Five practice tennis courts face east and another five face west.  On occasion, a ball clears the top of an east-facing court and ends up on the west-facing side.  Each wall had survived taggers and hundreds of thousands of hits from students, weekend athletes and serious ballers.  Pasadena High School opens its athletic facilities to the community every weekend and is a place where neighbors meet.  Each photograph has a shadow that reveals the court's orientation relative to the afternoon Saturday sun.

The Photographic Moment

For years, I've been carrying a camera in my car and this shot was taken while waiting for the light to get on the 210 Freeway on Day Creek Blvd.  The late winter afternoon sun filled the opening between the eastbound and westbound lanes and as I turned this runner was crossing my field of view.

Tuesday, April 26, 2011

Hammer Time

After six 1-hr rides in 3 weeks on the Bianchi cruiser bike, I've decided to get serious and get myself new cycling shoes (Pearl Izumi) and new gloves from REI in Rancho.  Today, I went up Day Creek Blvd twice on my road bike and actually felt good.  I miss the feeling of going uphill and reaching the top -- like stopping after hitting my head with a hammer.  I vividly remember this guy from the Montrose ride, Arsenio.  He only rode an hour every day and does the 65 mile club ride every Saturday and somehow he stays in racing condition.  Not that I even remotely consider bike racing again but it just feels good to be in shape and go up the hills fast.  Nonetheless, I have an hour to ride everyday (given work and home constraints) but I am definitely on the "Arsenio Program" -- hammer hard for an hour to get in fast and strong.  I'm not quite there yet but by the start of summer, I'll probably be shaving my legs again.

Saturday, April 2, 2011

Art For The Masses

A good 500 years after the renaissance, this iconic image still pervades our daily consciousness and will probably continue to do so for another 500 years.  I was extremely lucky to have found my one and only version of Leonardo's Mona Lisa in an 18"x24" version from a thrift shop in Upland, California yesterday.  As soon as I saw it, I know paying $30 for it was definitely worth every penny.  Here's why.

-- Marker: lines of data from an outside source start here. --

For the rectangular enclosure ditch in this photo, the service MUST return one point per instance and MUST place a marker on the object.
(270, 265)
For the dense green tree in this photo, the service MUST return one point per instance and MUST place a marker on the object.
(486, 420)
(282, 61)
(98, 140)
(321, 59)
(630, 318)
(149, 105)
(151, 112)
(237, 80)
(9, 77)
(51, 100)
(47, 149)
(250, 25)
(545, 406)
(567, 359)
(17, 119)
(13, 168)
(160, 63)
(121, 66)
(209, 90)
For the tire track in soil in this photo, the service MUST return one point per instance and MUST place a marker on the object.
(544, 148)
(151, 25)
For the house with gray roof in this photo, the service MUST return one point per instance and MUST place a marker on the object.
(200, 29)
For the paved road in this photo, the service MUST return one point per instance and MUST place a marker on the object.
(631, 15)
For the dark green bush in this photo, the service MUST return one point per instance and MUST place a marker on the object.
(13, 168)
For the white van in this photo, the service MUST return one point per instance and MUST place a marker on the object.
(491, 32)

This acrylic version is done using the traditional paint-by-numbers technique from a kit available at any crafts store by a person of indeterminate age.  While I have never done a single paint-by-number piece, I believe that with patience, a bit of a steady hand and a drive to make art is all one needs to accomplish something like this.  The merging of this iconic image with a modern (ok, 50s maybe) technique is a truly art for the masses.  I knew I was destined to get this piece because as I was waiting in line, getting ready to pay, I looked outside and just across the street, painted on the building (that housed a custom framing store) is another image of the Mona Lisa.